The McGill Symposium brings together students, faculty and leading journalists to consider what journalistic courage means and how it is exemplified by reporters and editors. Journalists scheduled to participate in the symposium include:

  • Peter Sterne, senior reporter at the Freedom of the Press Foundation, will lead a discussion about press freedom under attack in the United States. Grady College Dean Charles Davis, a first amendment scholar, will facilitate the discussion.
  • Beth Reinhard, a reporter at The Washington Post, will discuss reporting in the era of leaks and fake news. Janice Hume, journalism department head and the Carolyn McKenzie and Don E. Carter Chair for Excellence in Journalism, will moderate the discussion.
  • D. Orlando Ledbetter, a beat writer for The Atlanta Journal-Constitution, and Steve Wyche, a reporter for, will discuss covering race in sports. Vicki Michaelis, director of Grady Sports Media and the John Huland Carmical Chair in Sports Journalism & Society, will moderate.
  • Billy Howard, an award-winning photojournalist who is known for his photography of people with HIV/AIDS, will discuss “The Eyes are Listening: Using Photography as a Messenger of Hope, Empathy, and Change.” Mark Johnson, a senior lecturer in photojournalism, will moderate.
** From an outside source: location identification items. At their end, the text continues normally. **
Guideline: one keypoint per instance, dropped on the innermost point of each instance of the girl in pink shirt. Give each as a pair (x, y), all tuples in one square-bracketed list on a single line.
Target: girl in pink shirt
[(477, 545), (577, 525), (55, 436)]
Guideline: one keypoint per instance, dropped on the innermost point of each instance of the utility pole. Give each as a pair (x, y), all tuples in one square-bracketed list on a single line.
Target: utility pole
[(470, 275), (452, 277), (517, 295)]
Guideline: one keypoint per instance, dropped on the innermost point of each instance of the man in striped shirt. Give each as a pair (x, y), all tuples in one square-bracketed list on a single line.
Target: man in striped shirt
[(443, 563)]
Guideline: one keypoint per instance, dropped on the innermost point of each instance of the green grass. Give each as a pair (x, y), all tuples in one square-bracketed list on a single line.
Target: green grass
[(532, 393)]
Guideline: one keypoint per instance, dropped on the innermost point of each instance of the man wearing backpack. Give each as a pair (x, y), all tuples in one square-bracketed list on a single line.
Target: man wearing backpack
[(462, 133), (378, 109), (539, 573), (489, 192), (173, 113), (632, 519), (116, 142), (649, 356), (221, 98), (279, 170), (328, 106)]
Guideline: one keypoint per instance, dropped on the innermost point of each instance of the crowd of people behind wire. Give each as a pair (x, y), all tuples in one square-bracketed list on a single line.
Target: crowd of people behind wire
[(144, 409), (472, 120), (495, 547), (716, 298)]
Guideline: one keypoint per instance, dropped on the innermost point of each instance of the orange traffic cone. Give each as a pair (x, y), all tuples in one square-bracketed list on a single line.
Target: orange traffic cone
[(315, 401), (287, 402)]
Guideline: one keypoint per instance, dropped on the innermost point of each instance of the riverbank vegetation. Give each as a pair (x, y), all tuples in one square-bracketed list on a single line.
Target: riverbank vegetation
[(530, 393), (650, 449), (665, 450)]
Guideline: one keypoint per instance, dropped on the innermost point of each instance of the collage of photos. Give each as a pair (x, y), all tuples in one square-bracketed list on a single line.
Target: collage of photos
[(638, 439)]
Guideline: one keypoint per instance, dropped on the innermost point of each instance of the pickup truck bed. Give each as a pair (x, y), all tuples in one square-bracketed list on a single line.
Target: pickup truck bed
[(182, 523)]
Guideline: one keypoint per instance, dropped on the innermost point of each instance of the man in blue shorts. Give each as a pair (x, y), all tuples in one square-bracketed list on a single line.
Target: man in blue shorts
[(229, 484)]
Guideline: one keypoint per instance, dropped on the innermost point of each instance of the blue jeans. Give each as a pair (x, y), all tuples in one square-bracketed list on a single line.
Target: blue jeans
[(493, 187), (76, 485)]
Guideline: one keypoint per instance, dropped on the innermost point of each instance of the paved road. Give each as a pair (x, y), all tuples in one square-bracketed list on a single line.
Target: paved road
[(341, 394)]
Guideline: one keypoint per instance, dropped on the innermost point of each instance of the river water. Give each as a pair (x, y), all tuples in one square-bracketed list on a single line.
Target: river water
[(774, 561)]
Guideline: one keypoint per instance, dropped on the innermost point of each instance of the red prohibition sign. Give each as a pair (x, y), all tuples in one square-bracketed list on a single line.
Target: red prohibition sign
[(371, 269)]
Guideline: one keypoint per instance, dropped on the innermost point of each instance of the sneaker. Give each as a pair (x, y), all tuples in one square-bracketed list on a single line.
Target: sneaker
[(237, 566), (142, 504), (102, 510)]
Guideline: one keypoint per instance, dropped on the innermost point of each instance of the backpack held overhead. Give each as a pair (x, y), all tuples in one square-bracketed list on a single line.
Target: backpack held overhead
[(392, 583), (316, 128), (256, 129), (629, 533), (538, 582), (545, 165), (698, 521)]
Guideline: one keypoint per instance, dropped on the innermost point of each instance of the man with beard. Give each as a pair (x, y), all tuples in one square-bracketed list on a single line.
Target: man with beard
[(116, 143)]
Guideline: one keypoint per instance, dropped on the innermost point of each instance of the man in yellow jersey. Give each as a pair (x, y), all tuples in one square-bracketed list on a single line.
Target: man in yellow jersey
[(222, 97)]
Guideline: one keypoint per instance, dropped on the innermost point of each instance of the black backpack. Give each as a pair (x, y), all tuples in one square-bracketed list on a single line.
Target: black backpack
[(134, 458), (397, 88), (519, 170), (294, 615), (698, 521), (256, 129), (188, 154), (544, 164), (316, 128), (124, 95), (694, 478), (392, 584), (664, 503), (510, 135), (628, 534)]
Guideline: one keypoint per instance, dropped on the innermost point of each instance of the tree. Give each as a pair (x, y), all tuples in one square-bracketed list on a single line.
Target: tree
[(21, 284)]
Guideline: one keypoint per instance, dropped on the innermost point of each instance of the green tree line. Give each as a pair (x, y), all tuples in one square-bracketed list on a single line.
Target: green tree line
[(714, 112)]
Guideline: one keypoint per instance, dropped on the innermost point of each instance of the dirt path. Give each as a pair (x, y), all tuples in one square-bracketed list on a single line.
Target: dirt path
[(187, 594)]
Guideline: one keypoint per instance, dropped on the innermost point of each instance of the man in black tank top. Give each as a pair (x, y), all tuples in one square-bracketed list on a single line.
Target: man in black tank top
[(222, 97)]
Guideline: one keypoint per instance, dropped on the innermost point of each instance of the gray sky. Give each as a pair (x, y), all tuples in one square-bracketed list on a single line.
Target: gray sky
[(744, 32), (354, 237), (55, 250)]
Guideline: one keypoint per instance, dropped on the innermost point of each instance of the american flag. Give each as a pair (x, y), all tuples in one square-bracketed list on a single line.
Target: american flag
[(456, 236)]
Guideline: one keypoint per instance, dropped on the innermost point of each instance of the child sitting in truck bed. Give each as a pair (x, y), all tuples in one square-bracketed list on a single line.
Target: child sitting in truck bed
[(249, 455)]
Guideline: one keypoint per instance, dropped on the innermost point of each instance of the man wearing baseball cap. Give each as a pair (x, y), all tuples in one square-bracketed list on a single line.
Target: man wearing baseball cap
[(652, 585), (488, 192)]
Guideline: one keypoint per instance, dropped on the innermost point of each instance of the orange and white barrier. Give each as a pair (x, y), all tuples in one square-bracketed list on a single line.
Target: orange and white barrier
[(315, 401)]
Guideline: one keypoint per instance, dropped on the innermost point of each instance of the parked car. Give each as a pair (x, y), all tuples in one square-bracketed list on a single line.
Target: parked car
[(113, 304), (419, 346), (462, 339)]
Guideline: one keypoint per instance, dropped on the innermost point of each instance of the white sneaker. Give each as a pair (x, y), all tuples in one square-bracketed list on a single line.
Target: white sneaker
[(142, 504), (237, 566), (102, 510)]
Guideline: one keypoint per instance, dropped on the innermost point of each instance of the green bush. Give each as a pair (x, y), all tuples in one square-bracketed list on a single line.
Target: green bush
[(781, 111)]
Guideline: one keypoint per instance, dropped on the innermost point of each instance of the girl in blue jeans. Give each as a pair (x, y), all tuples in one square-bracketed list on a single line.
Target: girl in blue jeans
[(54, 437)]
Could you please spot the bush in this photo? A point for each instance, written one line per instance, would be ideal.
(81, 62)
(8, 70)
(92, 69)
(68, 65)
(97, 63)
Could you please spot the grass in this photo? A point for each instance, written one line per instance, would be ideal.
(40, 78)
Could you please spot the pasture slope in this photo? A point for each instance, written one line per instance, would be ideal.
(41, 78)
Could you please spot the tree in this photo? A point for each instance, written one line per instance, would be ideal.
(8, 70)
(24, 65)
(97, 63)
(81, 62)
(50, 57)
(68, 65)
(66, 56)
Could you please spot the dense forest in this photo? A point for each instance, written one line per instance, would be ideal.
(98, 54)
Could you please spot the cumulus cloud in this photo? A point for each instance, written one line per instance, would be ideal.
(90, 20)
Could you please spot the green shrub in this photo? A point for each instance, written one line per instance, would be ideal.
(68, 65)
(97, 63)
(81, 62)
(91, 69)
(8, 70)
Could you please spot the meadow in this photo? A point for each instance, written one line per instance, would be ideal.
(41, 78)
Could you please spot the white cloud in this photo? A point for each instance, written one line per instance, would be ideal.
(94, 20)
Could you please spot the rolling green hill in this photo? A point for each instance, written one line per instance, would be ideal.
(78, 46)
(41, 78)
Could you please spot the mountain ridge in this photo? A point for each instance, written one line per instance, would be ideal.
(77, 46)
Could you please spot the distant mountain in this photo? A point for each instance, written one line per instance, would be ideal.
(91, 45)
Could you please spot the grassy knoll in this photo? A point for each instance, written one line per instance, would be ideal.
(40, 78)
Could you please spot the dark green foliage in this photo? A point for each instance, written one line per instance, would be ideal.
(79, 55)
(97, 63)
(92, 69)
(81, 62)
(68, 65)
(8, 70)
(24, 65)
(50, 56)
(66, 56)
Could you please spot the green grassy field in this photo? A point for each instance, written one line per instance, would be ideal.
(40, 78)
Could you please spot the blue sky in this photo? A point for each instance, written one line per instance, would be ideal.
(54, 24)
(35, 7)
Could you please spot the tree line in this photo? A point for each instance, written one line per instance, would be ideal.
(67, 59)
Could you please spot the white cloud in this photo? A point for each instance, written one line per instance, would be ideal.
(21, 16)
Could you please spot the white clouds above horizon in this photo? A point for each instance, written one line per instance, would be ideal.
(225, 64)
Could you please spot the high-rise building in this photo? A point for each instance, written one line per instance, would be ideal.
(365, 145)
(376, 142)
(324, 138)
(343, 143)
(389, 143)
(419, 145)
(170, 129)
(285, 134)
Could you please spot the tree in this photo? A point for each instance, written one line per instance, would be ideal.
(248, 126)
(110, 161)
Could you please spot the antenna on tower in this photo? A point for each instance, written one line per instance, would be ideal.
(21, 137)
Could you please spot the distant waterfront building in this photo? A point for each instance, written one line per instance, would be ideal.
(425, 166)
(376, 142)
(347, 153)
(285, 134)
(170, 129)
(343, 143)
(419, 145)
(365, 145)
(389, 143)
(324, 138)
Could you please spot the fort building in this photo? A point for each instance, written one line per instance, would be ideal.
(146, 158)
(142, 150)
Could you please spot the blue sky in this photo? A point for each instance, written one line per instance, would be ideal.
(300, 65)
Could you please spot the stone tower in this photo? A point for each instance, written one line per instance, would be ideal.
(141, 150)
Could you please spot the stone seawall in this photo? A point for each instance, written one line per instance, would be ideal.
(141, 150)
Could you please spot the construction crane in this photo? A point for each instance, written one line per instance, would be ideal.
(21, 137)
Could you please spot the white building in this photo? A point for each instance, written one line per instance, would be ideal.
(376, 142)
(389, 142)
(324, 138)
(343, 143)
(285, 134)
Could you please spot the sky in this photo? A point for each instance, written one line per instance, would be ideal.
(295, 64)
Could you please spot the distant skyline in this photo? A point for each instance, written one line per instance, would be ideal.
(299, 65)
While the McGill lecture is open to the public, the McGill Symposium is not a public event. Limited seating is available to Grady students and faculty.

For more than three decades, the McGill Lecture has brought significant figures in journalism to the University of Georgia to help honor Ralph McGill’s courage as an editor.

McGill, while editor and publisher of The Atlanta Constitution, was regarded as the “conscience of the south,” using the newspaper’s editorial pages to challenge segregation in the 1950s and 1960s. McGill was awarded a Pulitizer Prize in 1958 for long, courageous and effective leadership.”

Established in 1978, this UGA annual lecture series addresses major issues impacting American journalism.

The McGill Lecture is funded by the McGill Endowment Fund.